En cuanto a la emisión de gases provenientes de los animales de granja, vacas principalmente, también se está trabajando para reducirla. La Organización Interprofesional de la Carne de Vacuno (PROVACUNO) aprovechaba para mostrar su máximo compromiso con la reducción de emisiones precisamente en el marco del Día Mundial del Medio Ambiente. «Nuestra hoja de ruta es inquebrantable para conseguir que el sector sea cada vez más respetuoso con la naturaleza. La actividad ganadera es imprescindible para mantener los ecosistemas y evitar incendios forestales, pero vamos a seguir trabajando para reducir los gases de efecto invernadero drásticamente», ha subrayado el director de PROVACUNO, Javier López. Es cierto que las vacas emiten gases (un 3,6% del total, lo cual tampoco es una gran cifra), pero no es menos cierto que las criadas en régimen extensivo son las mejores cuadrillas forestales, limpiando montes y evitando así grandes incendios que liberarían enormes cantidades de estos gases, aseguran desde PROVACUNO.
El sector productor europeo trabaja, por ejemplo, en el programa europeo ‘Life Beef Carbon’ para reducir al menos un 15 % las emisiones de gases de efecto invernadero en los próximos cinco años. PROVACUNO también ha desplegado un Código de Buenas Prácticas Medioambientales, elaborado por un grupo de 17 investigadores de 7 centros de investigación pertenecientes a la Red Remedia, como la piedra angular de la estrategia Vacuno de Carne Carbono Neutral 2050. ¿El objetivo? Alcanzar la neutralidad climática ese año mediante el secuestro del carbono equivalente a los gases de efecto invernadero que generan los distintos procesos productivos. «Avanzamos a buen ritmo en nuestra hoja de ruta para alcanzar el objetivo. Y lo vamos a conseguir», declaran desde la interprofesional. «Los avances en sostenibilidad en el sector del vacuno de carne europeo serán históricos y cada ejercicio daremos pasos de gigante».

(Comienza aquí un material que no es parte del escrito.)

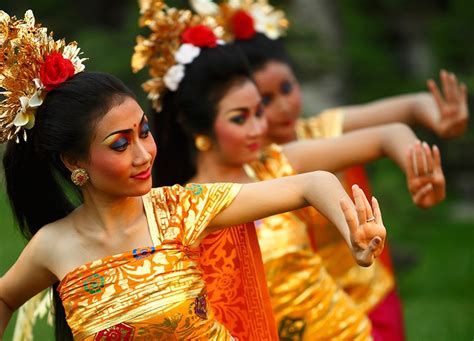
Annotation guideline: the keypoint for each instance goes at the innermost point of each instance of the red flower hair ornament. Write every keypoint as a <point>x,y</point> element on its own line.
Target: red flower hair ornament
<point>243,25</point>
<point>55,70</point>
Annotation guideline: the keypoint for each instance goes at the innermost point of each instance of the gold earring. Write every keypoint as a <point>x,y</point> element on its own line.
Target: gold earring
<point>202,143</point>
<point>79,177</point>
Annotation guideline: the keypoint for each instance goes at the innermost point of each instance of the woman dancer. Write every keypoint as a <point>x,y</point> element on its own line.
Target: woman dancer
<point>257,28</point>
<point>122,257</point>
<point>212,104</point>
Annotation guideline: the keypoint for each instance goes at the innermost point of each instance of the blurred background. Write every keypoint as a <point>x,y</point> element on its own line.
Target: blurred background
<point>345,52</point>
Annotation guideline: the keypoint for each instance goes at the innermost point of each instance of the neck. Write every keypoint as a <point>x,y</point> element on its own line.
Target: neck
<point>211,169</point>
<point>280,139</point>
<point>108,213</point>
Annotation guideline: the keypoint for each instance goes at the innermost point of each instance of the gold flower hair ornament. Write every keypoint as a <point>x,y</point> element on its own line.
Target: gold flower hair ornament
<point>242,19</point>
<point>31,64</point>
<point>176,38</point>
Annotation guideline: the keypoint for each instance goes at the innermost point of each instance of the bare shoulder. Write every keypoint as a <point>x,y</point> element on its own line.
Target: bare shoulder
<point>50,241</point>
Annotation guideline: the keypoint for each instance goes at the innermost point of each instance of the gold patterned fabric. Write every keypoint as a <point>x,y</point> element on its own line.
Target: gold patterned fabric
<point>366,286</point>
<point>154,292</point>
<point>307,303</point>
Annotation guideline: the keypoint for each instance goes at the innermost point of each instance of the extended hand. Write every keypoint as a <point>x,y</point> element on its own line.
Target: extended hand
<point>366,228</point>
<point>425,176</point>
<point>452,117</point>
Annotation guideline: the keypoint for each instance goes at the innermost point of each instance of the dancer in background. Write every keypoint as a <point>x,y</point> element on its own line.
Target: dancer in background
<point>123,258</point>
<point>210,123</point>
<point>257,28</point>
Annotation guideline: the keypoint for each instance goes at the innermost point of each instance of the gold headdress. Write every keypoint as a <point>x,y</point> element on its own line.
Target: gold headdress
<point>31,64</point>
<point>241,19</point>
<point>175,39</point>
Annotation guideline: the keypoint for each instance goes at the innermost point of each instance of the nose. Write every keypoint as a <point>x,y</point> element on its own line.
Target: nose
<point>142,154</point>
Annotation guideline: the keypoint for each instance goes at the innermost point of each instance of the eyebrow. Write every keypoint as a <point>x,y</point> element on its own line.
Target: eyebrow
<point>124,131</point>
<point>238,109</point>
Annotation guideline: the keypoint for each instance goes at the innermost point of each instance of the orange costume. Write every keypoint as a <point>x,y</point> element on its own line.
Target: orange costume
<point>158,291</point>
<point>307,303</point>
<point>230,261</point>
<point>372,288</point>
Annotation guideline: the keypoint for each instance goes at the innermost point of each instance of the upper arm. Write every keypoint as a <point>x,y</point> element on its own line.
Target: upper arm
<point>28,275</point>
<point>335,154</point>
<point>396,109</point>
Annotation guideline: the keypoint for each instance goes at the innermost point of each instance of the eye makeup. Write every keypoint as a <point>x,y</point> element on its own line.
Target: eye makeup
<point>144,129</point>
<point>266,99</point>
<point>117,141</point>
<point>237,116</point>
<point>286,87</point>
<point>120,139</point>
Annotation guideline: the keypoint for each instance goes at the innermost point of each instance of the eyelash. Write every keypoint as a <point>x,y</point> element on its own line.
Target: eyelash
<point>239,119</point>
<point>285,88</point>
<point>121,144</point>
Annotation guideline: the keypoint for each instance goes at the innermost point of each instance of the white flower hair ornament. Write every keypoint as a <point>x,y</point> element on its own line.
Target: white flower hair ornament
<point>242,19</point>
<point>32,63</point>
<point>176,39</point>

Y no hay que olvidarse de los ecoesquemas. Esta figura de la nueva PAC va a premiar a los agricultores y ganaderos que, además de aquellos a los que ya están obligados, acometan inversiones o pongan en práctica métodos de trabajo que beneficien al medio ambiente. Una buena parte del presupuesto (parece ser que será el 25%, aunque no hay nada definitivo aún) se destinará a este fin. Los profesionales agropecuarios son sin duda quienes más vinculados viven al territorio, quienes más dependen de él y los más capacitados para cuidarlo, por lo que incentivos como los ecoesquemas redundarán en beneficio de la naturaleza.
Así las cosas, y a pesar de que los medios se hartan de propagar mensajes alarmistas que, más que concienciar a la población, pueden llegar a cansarla, sin duda nos encontramos ahora en una posición mucho mejor que hace dos o tres décadas para hacer frente a los problemas medioambientales derivados de la agricultura y la ganadería. El conocimiento ha crecido mucho y aumentan las técnicas cada vez menos lesivas para la naturaleza, sin que eso implique reducir la producción de alimentos. Pero los profesionales del campo necesitan mimos, porque de ellos depende que comamos todos los días y que se conserven esos paisajes que nos rodean y que comenzaron a moldear sus antecesores hace ya miles de años.